Section on Neuropathology, Clinical Brain Disorders Branch, National Institute of Mental Health, National Institutes of Health, Bethesda, Maryland 20892, USA.
Biol Psychiatry. 2011 Jan 15;69(2):104-12. doi: 10.1016/j.biopsych.2010.05.025. Epub 2010 Jul 31.
Postmortem human brain tissue is critical for advancing neurobiological studies of psychiatric illness, particularly for identifying brain-specific transcripts and isoforms. State-of-the-art methods and recommendations for maintaining psychiatric brain banks are discussed in three disparate collections, the National Institute of Mental Health Brain Tissue Collection, the Harvard Brain Tissue Resource Center, and the Mount Sinai School of Medicine Alzheimer's Disease and Schizophrenia Brain Bank. While the National Institute of Mental Health Brain Tissue Collection obtains donations from medical examiners and focuses on clinical diagnosis, toxicology, and building life span control cohorts, the Harvard Brain Tissue Resource Center is designed as a repository to collect large-volume, high-quality brain tissue from community-based donors across a nationwide network, placing emphasis on the accessibility of tissue and related data to research groups worldwide. The Mount Sinai School of Medicine Alzheimer's Disease and Schizophrenia Brain Bank has shown that prospective recruitment is a successful approach to tissue donation, placing particular emphasis on clinical diagnosis through antemortem contact with donors, as well as stereological tissue sampling methods for neuroanatomical studies and frozen tissue sampling approaches that enable multiple assessments (e.g., RNA, DNA, protein, enzyme activity, binding) of the same tissue block. Promising scientific approaches for elucidating the molecular and cellular pathways in brain that may contribute to schizophrenia are briefly discussed. Despite different perspectives from three established brain collections, there is consensus that varied networking strategies, rigorous tissue and clinical characterization, sample and data accessibility, and overall adaptability are integral to the success of psychiatric brain banking.
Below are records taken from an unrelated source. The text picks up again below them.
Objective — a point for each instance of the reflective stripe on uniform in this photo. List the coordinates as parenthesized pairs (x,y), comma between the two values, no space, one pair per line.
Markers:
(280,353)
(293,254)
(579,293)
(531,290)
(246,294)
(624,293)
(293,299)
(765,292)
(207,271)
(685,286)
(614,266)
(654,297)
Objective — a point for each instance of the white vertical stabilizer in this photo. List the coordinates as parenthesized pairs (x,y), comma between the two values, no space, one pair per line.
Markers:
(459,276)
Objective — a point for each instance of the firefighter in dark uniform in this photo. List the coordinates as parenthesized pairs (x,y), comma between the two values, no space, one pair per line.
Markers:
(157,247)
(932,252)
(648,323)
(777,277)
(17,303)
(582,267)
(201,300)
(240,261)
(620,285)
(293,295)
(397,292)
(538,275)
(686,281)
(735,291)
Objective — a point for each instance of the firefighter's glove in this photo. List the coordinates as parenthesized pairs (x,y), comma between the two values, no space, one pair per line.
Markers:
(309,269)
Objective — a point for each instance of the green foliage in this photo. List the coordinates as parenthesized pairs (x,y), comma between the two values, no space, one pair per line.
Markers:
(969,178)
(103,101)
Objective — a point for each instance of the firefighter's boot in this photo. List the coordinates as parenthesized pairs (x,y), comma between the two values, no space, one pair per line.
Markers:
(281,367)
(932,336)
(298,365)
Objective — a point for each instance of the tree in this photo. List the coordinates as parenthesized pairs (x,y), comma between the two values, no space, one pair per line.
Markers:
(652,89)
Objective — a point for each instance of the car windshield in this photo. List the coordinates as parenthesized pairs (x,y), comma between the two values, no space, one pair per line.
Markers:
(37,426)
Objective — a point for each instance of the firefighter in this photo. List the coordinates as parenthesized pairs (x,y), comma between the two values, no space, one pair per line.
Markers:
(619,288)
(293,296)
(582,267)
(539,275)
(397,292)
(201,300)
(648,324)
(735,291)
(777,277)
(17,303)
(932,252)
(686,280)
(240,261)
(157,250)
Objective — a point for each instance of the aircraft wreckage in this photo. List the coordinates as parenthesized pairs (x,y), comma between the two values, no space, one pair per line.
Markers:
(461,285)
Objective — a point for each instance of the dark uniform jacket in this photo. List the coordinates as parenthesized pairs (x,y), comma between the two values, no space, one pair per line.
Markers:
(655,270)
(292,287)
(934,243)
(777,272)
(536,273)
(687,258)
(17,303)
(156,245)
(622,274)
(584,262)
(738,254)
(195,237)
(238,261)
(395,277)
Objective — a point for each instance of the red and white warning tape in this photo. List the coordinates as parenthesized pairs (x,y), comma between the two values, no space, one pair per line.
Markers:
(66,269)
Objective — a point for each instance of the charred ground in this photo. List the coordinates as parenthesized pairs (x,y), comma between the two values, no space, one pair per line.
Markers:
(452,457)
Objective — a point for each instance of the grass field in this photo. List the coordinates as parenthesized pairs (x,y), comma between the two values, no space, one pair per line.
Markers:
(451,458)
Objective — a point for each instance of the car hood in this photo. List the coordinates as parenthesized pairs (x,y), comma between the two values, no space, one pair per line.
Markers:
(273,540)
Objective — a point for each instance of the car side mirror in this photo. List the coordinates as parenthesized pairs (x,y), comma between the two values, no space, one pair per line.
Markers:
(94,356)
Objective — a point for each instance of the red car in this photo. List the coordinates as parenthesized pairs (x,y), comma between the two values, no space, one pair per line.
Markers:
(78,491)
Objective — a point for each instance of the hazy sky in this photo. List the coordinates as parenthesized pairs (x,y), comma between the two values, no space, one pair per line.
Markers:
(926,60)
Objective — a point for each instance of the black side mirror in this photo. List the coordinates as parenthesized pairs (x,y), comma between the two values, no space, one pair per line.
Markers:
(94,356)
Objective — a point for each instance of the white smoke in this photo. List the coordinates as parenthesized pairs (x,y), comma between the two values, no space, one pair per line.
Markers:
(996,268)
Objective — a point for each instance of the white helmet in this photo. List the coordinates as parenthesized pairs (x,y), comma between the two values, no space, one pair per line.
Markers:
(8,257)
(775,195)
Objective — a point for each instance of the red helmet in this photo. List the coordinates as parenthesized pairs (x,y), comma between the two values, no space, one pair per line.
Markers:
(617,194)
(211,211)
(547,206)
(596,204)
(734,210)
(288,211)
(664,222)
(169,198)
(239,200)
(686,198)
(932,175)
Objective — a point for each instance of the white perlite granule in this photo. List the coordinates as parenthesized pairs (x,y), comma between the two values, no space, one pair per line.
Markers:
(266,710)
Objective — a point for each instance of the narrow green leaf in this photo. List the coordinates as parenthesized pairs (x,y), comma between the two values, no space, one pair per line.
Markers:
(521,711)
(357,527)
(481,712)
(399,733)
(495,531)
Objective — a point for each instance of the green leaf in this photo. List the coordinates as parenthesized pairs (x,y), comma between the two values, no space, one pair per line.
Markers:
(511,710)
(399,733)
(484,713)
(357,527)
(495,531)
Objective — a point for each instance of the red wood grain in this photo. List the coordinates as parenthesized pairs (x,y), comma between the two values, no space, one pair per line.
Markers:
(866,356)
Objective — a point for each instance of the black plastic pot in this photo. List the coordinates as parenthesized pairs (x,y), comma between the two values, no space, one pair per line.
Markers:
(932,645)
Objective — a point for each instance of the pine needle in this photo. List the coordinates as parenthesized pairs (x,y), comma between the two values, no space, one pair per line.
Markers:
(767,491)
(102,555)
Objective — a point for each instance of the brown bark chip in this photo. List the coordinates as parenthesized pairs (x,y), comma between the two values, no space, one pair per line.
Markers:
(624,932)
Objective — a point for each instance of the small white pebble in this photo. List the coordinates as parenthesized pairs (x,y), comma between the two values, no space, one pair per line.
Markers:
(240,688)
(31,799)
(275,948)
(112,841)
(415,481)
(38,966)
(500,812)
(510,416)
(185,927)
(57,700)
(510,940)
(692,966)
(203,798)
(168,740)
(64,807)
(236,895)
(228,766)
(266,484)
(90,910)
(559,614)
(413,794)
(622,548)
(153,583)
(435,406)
死后人类脑组织对于推进精神疾病的神经生物学研究至关重要,特别是对于鉴定大脑特异性转录本和同工型。国家心理健康研究所脑组织采集、哈佛脑组织资源中心和西奈山医学院阿尔茨海默病和精神分裂症脑组织库这三个不同的机构讨论了维护精神疾病脑组织库的最新方法和建议。国家心理健康研究所脑组织采集从法医处获得捐赠,并侧重于临床诊断、毒理学和建立寿命控制队列,而哈佛脑组织资源中心则旨在作为一个存储库,从全国范围内的社区捐赠者那里收集大容量、高质量的脑组织,强调组织和相关数据对全球研究小组的可及性。西奈山医学院阿尔茨海默病和精神分裂症脑组织库表明,前瞻性招募是组织捐赠的成功方法,特别强调通过与捐赠者生前接触进行临床诊断,以及用于神经解剖学研究的立体组织采样方法和可实现对同一组织块进行多次评估(例如 RNA、DNA、蛋白质、酶活性、结合)的冷冻组织采样方法。简要讨论了阐明可能导致精神分裂症的大脑中分子和细胞途径的有前途的科学方法。尽管这三个成熟的脑组织库有不同的观点,但它们一致认为,不同的网络策略、严格的组织和临床特征描述、样本和数据可及性以及整体适应性是精神疾病脑组织库成功的关键。